If you're a musician, chances are you've considered getting management. After all, everyone knows the names of music managers who are just about as famous as the artists with whom they work, and it's definitely true that a band manager can help open some doors for you. But how high on your to-do list should "find a music manager" be?

First, you should know that there are definitely things a manager can bring to the table even very early on in your career. In the beginning stages of your music career, the biggest thing an artist manager can offer you is the chance to focus on your music. After all, they don't call it the music BUSINESS for nothing - there's a lot of hard work that goes into building a music career. For musicians, juggling all of the responsibilities of getting a career off the ground while trying to stay creative is a struggle. Often, musicians find themselves chasing down promoters or pitching to journalists all day long, at the expensive of practicing, writing new songs or recording.

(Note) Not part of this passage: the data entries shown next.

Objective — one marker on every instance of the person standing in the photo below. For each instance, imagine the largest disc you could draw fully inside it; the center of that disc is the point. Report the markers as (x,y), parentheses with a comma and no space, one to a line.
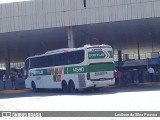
(4,81)
(151,73)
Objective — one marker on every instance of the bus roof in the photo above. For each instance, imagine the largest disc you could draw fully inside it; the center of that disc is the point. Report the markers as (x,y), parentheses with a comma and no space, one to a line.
(70,49)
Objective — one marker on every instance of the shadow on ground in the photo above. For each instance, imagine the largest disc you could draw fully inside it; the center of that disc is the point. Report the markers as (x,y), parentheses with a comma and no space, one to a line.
(104,91)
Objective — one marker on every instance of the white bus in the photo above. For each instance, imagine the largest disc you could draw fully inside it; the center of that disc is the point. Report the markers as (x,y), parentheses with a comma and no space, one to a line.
(71,69)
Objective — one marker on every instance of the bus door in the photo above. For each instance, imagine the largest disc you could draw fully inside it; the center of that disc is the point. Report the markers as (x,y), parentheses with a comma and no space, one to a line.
(101,64)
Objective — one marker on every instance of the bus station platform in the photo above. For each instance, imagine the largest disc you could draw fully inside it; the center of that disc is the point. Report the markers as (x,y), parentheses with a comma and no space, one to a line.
(12,91)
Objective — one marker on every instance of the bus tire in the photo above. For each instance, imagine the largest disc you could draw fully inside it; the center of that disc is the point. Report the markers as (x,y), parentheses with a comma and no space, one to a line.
(64,86)
(34,86)
(71,86)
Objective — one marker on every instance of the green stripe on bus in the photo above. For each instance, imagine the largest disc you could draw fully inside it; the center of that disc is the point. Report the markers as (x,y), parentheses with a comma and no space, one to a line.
(75,69)
(96,55)
(101,67)
(78,69)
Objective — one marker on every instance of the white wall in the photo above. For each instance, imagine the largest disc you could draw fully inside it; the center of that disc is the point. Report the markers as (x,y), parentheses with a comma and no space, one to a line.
(37,14)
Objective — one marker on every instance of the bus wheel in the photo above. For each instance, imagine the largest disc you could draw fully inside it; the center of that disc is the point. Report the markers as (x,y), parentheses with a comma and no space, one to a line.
(64,86)
(71,86)
(34,86)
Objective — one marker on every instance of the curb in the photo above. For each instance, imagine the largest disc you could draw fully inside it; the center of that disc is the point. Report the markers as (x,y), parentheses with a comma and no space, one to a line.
(13,91)
(132,84)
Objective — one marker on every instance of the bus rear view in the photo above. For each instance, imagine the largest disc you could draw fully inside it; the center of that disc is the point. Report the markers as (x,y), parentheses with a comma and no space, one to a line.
(101,66)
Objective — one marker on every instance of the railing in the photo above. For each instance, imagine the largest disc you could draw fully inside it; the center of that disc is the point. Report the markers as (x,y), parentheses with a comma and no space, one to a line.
(133,56)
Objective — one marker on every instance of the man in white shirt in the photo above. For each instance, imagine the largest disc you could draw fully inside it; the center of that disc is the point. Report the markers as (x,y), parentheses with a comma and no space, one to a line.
(151,73)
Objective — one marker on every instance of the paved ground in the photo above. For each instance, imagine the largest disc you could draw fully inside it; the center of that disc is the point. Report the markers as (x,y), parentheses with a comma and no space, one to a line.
(19,84)
(131,98)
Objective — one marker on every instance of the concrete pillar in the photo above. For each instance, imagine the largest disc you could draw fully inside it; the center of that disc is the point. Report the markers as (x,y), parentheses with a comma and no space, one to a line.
(70,37)
(7,62)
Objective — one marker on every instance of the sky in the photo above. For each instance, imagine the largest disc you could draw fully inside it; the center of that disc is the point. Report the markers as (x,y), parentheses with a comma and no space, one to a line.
(10,1)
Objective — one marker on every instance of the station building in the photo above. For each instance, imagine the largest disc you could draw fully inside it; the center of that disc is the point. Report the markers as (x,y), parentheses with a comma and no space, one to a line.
(30,27)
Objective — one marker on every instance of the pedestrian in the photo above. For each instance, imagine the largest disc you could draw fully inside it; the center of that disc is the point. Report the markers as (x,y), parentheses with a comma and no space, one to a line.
(13,79)
(4,81)
(151,73)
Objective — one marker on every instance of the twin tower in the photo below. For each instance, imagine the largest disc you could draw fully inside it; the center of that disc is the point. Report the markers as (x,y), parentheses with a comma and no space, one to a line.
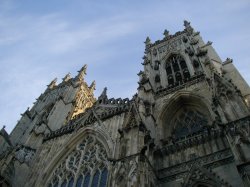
(187,125)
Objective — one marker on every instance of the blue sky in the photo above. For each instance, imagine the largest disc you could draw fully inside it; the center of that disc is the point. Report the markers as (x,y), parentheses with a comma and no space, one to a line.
(41,40)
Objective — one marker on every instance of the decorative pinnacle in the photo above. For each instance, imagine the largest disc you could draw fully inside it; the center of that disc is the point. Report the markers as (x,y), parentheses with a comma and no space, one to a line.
(103,95)
(92,86)
(186,24)
(67,77)
(148,41)
(166,33)
(82,72)
(52,84)
(104,92)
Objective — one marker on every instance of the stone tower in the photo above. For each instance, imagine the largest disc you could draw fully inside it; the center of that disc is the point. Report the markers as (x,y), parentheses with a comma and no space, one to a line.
(188,125)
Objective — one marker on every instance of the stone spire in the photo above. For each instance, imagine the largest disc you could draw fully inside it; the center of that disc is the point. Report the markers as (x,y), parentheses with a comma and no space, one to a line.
(92,86)
(52,84)
(82,72)
(188,27)
(67,77)
(148,41)
(166,33)
(103,96)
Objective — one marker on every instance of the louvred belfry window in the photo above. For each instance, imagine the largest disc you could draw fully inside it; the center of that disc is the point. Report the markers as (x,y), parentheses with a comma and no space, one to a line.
(176,65)
(85,166)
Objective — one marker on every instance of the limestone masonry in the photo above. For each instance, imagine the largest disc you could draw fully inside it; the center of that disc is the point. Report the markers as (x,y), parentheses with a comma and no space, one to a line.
(188,125)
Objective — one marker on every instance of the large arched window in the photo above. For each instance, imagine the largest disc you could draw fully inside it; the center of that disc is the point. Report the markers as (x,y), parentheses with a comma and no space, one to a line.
(188,121)
(176,65)
(85,166)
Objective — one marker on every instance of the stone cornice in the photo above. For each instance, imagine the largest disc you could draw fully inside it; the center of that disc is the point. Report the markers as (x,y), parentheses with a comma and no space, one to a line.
(193,80)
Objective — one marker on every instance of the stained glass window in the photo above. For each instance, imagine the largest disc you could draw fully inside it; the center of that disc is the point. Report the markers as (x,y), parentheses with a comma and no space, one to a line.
(64,183)
(95,179)
(104,177)
(71,182)
(86,180)
(79,181)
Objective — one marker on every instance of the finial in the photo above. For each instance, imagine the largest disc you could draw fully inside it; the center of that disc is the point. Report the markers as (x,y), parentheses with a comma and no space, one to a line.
(67,77)
(52,84)
(92,86)
(82,72)
(166,33)
(148,41)
(186,24)
(103,97)
(188,27)
(104,92)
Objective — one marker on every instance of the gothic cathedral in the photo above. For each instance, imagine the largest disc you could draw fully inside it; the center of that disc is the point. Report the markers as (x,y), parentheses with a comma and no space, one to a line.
(188,125)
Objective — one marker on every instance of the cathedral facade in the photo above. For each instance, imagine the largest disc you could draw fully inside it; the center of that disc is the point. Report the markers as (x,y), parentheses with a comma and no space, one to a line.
(188,125)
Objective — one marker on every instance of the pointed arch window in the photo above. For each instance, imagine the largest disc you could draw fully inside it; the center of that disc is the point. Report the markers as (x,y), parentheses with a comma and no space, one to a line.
(176,65)
(188,121)
(85,166)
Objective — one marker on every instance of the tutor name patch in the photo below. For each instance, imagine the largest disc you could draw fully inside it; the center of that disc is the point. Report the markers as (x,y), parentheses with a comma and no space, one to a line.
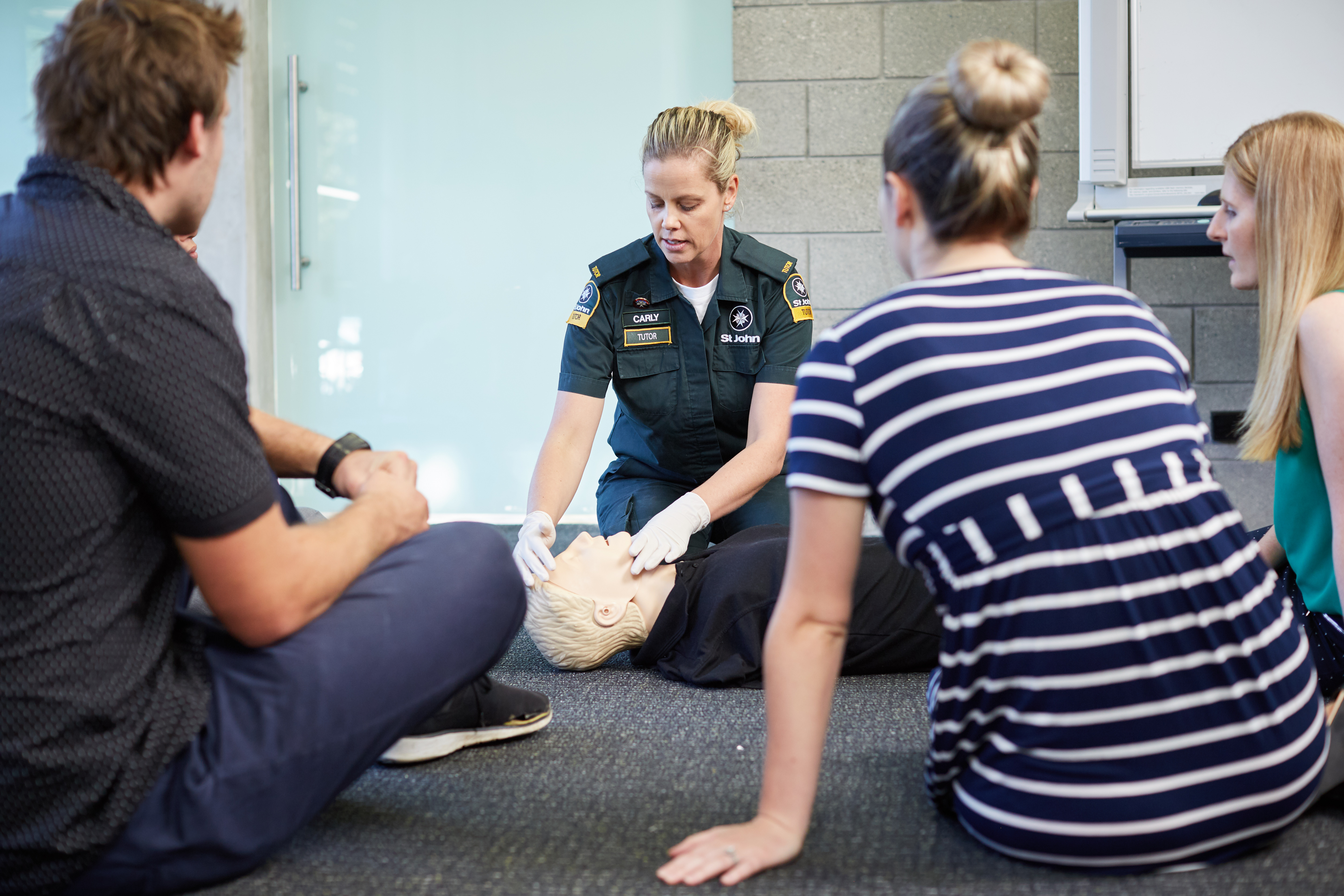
(661,318)
(639,338)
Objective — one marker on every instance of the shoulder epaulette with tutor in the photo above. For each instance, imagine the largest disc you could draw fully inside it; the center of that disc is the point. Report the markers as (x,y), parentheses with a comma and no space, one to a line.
(623,260)
(760,257)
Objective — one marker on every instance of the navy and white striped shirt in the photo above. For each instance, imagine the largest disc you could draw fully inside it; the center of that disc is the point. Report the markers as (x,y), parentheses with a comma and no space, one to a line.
(1119,690)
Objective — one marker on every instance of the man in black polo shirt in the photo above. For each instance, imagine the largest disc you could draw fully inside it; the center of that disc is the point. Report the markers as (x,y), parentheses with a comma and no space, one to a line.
(143,752)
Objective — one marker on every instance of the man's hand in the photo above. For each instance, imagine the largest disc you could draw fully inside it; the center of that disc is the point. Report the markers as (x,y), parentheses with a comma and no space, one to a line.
(732,852)
(392,484)
(354,471)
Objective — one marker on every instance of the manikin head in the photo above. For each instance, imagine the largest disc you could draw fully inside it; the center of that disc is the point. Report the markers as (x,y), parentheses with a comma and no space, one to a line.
(587,613)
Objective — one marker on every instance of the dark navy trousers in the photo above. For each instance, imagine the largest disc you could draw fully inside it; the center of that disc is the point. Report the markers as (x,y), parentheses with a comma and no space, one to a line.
(627,503)
(295,723)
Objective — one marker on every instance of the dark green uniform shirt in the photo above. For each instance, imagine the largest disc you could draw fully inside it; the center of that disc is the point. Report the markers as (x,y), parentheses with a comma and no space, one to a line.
(685,386)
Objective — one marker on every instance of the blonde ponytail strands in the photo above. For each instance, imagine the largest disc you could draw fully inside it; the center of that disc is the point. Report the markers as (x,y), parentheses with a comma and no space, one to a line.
(716,128)
(1295,167)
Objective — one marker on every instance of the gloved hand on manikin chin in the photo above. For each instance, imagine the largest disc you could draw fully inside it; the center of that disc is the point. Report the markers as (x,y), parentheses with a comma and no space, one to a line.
(663,539)
(533,553)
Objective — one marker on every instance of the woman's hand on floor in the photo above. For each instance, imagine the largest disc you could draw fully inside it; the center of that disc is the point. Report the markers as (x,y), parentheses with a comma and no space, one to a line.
(732,852)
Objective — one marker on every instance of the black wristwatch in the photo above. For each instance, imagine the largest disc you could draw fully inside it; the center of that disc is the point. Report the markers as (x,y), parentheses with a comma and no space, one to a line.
(332,459)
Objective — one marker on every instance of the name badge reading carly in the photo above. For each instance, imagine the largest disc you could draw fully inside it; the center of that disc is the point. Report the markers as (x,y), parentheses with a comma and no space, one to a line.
(652,318)
(639,338)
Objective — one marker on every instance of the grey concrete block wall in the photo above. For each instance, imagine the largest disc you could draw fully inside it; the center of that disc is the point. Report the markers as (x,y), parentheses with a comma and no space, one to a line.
(824,78)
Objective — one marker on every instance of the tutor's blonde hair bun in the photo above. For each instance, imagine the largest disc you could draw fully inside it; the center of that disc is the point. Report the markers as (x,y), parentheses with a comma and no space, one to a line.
(714,130)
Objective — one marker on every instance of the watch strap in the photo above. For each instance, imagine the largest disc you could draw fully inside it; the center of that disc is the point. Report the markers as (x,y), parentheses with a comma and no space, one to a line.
(331,460)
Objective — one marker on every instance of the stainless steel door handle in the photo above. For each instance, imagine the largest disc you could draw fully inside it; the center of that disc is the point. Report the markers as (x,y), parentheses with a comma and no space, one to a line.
(296,261)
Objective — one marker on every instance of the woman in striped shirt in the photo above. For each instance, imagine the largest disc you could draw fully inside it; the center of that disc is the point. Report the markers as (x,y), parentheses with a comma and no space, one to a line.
(1119,690)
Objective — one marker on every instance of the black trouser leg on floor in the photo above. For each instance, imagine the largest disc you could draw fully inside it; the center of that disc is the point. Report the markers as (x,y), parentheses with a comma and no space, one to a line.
(295,723)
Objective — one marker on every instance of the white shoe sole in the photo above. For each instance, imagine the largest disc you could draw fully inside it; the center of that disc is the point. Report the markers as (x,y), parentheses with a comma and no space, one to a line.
(425,747)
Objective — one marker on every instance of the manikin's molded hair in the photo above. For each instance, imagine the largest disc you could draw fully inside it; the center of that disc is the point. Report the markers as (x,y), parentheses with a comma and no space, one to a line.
(562,626)
(714,130)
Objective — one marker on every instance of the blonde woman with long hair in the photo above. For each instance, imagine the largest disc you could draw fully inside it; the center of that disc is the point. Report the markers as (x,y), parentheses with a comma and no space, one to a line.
(1119,688)
(1281,224)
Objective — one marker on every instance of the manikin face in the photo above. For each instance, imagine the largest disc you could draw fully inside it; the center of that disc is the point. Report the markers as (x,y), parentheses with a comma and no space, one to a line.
(686,209)
(597,569)
(1234,228)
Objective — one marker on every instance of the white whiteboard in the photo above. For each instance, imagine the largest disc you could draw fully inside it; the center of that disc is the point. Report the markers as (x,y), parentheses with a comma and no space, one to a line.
(1205,70)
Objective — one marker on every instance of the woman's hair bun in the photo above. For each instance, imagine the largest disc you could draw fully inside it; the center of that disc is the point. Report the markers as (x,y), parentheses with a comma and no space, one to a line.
(998,85)
(740,120)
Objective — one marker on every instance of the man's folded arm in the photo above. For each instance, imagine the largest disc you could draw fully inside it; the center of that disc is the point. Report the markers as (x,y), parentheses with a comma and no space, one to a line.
(269,580)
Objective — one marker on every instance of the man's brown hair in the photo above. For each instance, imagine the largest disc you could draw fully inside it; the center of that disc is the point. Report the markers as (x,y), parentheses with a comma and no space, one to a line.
(122,80)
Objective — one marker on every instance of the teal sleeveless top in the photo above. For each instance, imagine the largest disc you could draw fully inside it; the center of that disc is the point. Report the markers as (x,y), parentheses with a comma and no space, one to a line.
(1303,519)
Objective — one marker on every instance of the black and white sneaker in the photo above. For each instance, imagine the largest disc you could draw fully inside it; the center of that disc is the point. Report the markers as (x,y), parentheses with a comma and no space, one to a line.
(479,714)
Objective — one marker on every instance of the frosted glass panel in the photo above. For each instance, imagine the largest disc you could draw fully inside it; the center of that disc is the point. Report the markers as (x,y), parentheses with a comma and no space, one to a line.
(23,28)
(462,163)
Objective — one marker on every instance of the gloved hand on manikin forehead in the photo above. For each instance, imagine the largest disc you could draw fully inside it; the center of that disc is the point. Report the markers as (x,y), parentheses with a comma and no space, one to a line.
(665,538)
(533,553)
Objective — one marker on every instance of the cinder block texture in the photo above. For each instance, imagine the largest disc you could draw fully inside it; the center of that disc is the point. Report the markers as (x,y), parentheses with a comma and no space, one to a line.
(1250,488)
(851,117)
(1222,397)
(799,44)
(1226,344)
(1179,323)
(1058,191)
(921,37)
(810,195)
(1084,253)
(1057,35)
(781,111)
(796,246)
(853,271)
(1186,281)
(1058,122)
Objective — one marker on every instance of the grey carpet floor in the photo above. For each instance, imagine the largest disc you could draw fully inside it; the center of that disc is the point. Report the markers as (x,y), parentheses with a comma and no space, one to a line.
(634,763)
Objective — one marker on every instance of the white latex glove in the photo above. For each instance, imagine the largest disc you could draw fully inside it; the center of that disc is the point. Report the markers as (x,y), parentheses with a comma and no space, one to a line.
(533,553)
(663,539)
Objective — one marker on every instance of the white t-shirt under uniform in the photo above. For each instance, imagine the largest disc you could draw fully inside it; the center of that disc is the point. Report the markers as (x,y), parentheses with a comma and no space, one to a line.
(700,296)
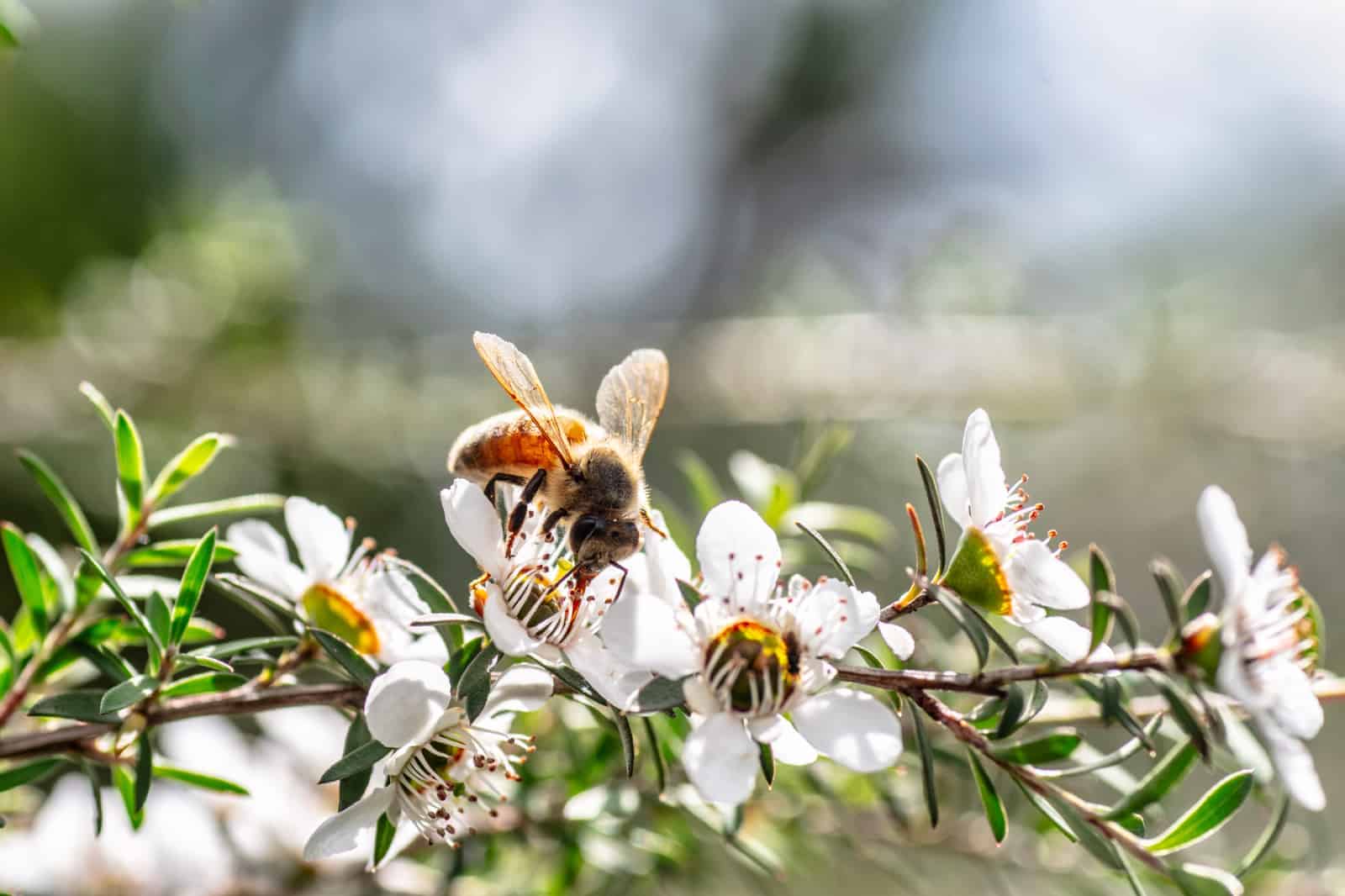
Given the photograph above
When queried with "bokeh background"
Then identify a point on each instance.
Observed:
(1116, 228)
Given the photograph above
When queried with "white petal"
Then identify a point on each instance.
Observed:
(475, 526)
(852, 727)
(898, 640)
(340, 833)
(646, 633)
(952, 490)
(506, 631)
(264, 557)
(1063, 635)
(616, 681)
(320, 535)
(1295, 707)
(833, 616)
(740, 556)
(1036, 575)
(1295, 768)
(521, 689)
(721, 759)
(986, 488)
(1226, 540)
(407, 701)
(787, 744)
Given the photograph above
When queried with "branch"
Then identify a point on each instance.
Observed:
(226, 704)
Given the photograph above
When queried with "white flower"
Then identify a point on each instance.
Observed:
(530, 600)
(1000, 566)
(755, 653)
(1270, 645)
(447, 774)
(350, 593)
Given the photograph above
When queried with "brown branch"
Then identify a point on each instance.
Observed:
(226, 704)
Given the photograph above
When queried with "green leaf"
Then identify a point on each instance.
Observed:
(989, 798)
(474, 689)
(699, 478)
(229, 506)
(190, 461)
(198, 779)
(127, 604)
(128, 693)
(1158, 782)
(935, 512)
(24, 566)
(345, 656)
(125, 784)
(1053, 747)
(829, 551)
(353, 786)
(145, 771)
(29, 772)
(193, 582)
(360, 759)
(623, 730)
(1170, 589)
(81, 705)
(174, 553)
(1207, 815)
(210, 683)
(659, 694)
(926, 768)
(131, 470)
(382, 838)
(60, 495)
(1196, 600)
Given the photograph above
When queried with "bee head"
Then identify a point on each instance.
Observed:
(599, 542)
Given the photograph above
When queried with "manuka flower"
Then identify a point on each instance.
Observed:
(447, 772)
(752, 654)
(351, 595)
(1000, 566)
(530, 602)
(1270, 645)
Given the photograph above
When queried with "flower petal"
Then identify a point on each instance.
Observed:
(1295, 767)
(646, 633)
(407, 701)
(739, 553)
(264, 557)
(898, 640)
(852, 727)
(1063, 635)
(1036, 575)
(986, 488)
(506, 631)
(721, 759)
(787, 744)
(320, 535)
(1226, 540)
(521, 689)
(952, 490)
(340, 833)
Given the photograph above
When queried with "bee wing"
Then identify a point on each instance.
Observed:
(515, 373)
(631, 398)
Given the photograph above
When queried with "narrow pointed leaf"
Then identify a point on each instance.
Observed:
(345, 656)
(128, 693)
(190, 461)
(193, 582)
(1205, 817)
(989, 798)
(62, 498)
(24, 566)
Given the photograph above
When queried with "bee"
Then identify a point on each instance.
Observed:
(588, 474)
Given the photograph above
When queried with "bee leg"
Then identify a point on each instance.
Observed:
(510, 478)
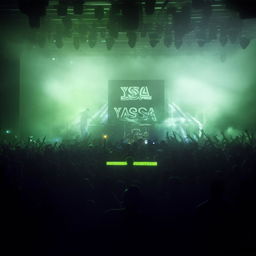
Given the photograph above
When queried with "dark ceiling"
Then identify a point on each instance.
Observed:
(126, 23)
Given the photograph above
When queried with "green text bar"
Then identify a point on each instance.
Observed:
(116, 163)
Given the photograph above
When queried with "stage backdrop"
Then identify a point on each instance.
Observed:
(140, 101)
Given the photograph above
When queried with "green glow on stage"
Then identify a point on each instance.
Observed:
(144, 163)
(221, 95)
(110, 163)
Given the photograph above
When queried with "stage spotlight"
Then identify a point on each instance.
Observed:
(233, 35)
(62, 8)
(99, 12)
(153, 39)
(198, 4)
(150, 7)
(41, 40)
(110, 42)
(130, 18)
(144, 30)
(223, 39)
(168, 40)
(67, 23)
(244, 42)
(8, 131)
(92, 42)
(76, 42)
(78, 6)
(132, 38)
(153, 42)
(201, 42)
(59, 43)
(92, 38)
(178, 43)
(34, 10)
(113, 29)
(212, 35)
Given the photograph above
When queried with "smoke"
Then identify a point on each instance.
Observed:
(57, 85)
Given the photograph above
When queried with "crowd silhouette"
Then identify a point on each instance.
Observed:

A manager can take all of that pressure off by handling the business side of things so that the musicians get to focus on being creative.

Of course, in addition to being someone who can take care of some of your business related responsibilities, a good manager is one who has some contacts that can help you in your music career - contacts at labels, with promoters and agents, with the press, and so on. This is where it gets tricky in weighing up how important a manager could be for you. Finding a manager who meets both of these criteria takes one thing that is often in short supply for up and coming musicians - money.

The bottom line is this: if you're just getting started in the music industry, and you're still at the stage where you're looking for a label, just starting to play shows and so on, you shouldn't divert money from doing things like recording or promoting your music to hire a big money manager. Your best options for management are these:

  • Working with a friend who is a fan of your music who is willing to help you manage some of the business side of your career. This kind of manager can be someone who wants to get a start in the music industry themselves, and you can grow your careers together. Your friend will be getting valuable experience and making good contacts so they can move on to other management work in the future, and you'll progress more quickly in your music career since they'll be shouldering some of the work for you.

  • Trying to find a more connected manager who is a big enough fan of your music to be willing to work for free at first, or for at least a very reduced rate. Scoring this kind of set up is rare, of course, but like lawyers, many people who are well placed in the music industry are willing to work pro bono if they really believe in you. If you do find a deal like this one, just be careful that you don't trade away your future to get the management in the short term. In other words, don't sign away huge percentages of your potential future earnings to convince someone to help you out now. If a manager walks away from you for this reason, relax - you've dodged a major bullet.

Of course, these kinds of management don't have to be mutually exclusive. You can have a friend on board helping you out with stuff at the same time that you are looking for a bigger music manager.